A bento box meal (single portions of different foods packed in one reusable container) is a Japanese tradition that lends itself well to today's busy lifestyle. Although bento boxes are available to take out from restaurants and food stands, they are most frequently prepared at home, very often by parents wishing to provide their children with delicious, healthy, fun-and environmentally- responsible-lunch and snack-time alternatives.
Kawaii Bento Boxes offers dozens of recipes and menus. For each box, the authors include detailed instructions for cooking, seasoning, decorating and assembling the components as well as an icon indicating how long it will take to prepare. The meals are not just easy to make, they are tasty, nutritious and economical, with each portion carefully calculated so that there are no leftovers. There are also suggestions for the right container for each meal. Most of the ingredients used are familiar and available to North American cooks. Here are whimsical creations like soccer balls and animal faces made from shaped rice, tulips cut from dyed hardboiled eggs, hearts and stars carved out of vegetables, and much more. Perfect for parents looking to liven up their children's school lunches or park snacks, or for busy people who want to fix a quick and cheerful meal to take to work, Kawaii Bento Boxes highlights the Japanese passion for making food a treat for the eyes as well as for the mouth."
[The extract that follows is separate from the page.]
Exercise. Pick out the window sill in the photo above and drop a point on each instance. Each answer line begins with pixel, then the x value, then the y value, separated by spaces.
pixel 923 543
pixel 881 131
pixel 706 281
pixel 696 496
(Over the Counter is a regular feature at A Bookworm's World. I've sadly come the realization that I cannot physically read every book that catches my interest as it crosses over my counter at the library. But... I can mention them and maybe one of them will catch your eye as well. See if your local library has them on their shelves!)


Marie said...

Both of these look fun. I don't have kids, but I can appreciate fun looking food.

bermudaonion said...

Those both look cute, but I know I could never make those meals look that cute.

web stats counter said...

I'd also never heard about such food before.They are really cute.I will to make them as cute as they are.Thanks for sharing.

Jenna said...

These look so cute! I don't think I'd have the energy/time/ability to make them look so super adorable, but it seems like it'd be fun to try!!